A 7yo boy was kidnapped from someplace in Oregon. It's received the kind of coverage parents can only get when their missing child is cute enough to imply profitability to network news directors. During a one-year period studied by the DOJ (stat via missingkids.org), an average of 2,185 children were reported missing each day. Paring the news coverage down to the occassional poster child makes the subject more manageable, but it also gives the illusion that kidnapping is a rare occurrence.

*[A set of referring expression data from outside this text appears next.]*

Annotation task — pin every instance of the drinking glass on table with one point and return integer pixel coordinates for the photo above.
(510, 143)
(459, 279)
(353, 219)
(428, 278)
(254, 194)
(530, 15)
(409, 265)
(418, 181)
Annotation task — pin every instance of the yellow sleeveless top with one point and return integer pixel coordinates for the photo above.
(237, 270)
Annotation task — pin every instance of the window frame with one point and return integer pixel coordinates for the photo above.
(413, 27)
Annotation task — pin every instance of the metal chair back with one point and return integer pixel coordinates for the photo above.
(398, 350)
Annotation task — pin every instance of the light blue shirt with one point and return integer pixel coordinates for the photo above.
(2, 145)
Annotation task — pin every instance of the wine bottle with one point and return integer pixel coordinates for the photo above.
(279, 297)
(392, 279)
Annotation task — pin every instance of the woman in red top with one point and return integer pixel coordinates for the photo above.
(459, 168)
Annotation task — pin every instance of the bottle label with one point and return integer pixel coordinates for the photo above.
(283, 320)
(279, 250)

Commentary I heard today from parents I know -- really good parents -- was all along the lines of "I just want to hug my kids and never let them go" and "it makes me scared to let my children go anywhere". It's an understandable impulse -- as the parent of a kidnapped (and safely recovered) child, I certainly experienced the instinct to keep my child close at hand. Years later, I have an amazing and increasingly independent seven-year-old.

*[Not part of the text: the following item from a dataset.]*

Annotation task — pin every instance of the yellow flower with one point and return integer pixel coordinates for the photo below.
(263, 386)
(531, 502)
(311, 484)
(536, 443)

He's got a year of formal martial arts training, and a lifetime of instruction on basic tactics. At seven years old, and as he grows up, Little Fish deserves both a little freedom, and the skills to deal with the unexpected. Even if he never needs to defend himself, he's still learning discipline, gaining confidence, making friends, building character, and so much more.

No matter how we feel about it, we can't keep our kids on a short leash forever -- or at least we shouldn't. Kids need independence in order to grow into confident, capable adults. Our job as parents isn't just to protect our children: we must also teach our children to protect themselves. I cannot say enough about the benefits of martial arts, or of training with your child as I do with Little Fish, but if you can't be convinced visit the dojo twice a week, you can at least teach your child some basic tactics for staying safe:

  • If you are being chased, do not hide. Remember, if no one can see you, no one can see if a BG (Bad Guy) steals you or hurts you, either. Instead, find a crowded place and ask someone there to call the police.
  • Trust your instincts. If someone, even someone you love and trust, says or does something that gives you a bad feeling in the pit of your stomach, talk to a grown-up you trust as soon as you can. Parents, your child MUST learn from experience that you will believe them when they tell you something is wrong, or they simply won't tell you. This means that if they got in trouble for "no reason" or a kid at school pushed them, or whatever, no matter how small you MUST NOT blow them off. Look into it. Assume your child is telling you the truth until you have proof to the contrary. Most kidnappings and child molestations aren't by strangers, they are by someone the child knows and trusts, someone the parents may trust.
  • Keep a safe distance from strangers, even friendly ones. It's okay to hug or lean on or stand close to your friends, but if you do not know someone well, never let them inside your personal space. It is impossible to tell nice strangers from BGs -- even grown-ups can't do it -- so you should always be at least one big grown-up step away from any stranger. This gives you time to run if they try to grab you or strike you, and they can't do it without attracting attention.
  • Practice a commanding voice. If you say "no" or "stop" to someone, especially a grown-up someone, you must be able to show with your sound and your body language that you mean it. If you look at your toes and squeek out a soft "no", a BG knows they can pressure or scare you into doing what they want. If you stand tall, look someone in the eye, and use a commanding voice, they know you are not an easy victim. When we practice this at the dojo, the difference between how fast we stop for an unsure voice and how we stop for a commanding voice and body language is incredible -- even coming from a very slight, barely three-foot-high white belt.
  • Practice for emergency situations. Nothing is as scary once you are ready for it. Practice what to do in case of a fire, a severe storm, an injury, in case a stranger asks you to leave with him/her, or anything else you can think of. If an emergency happens, and you already know what to do, it's that much easier to do it.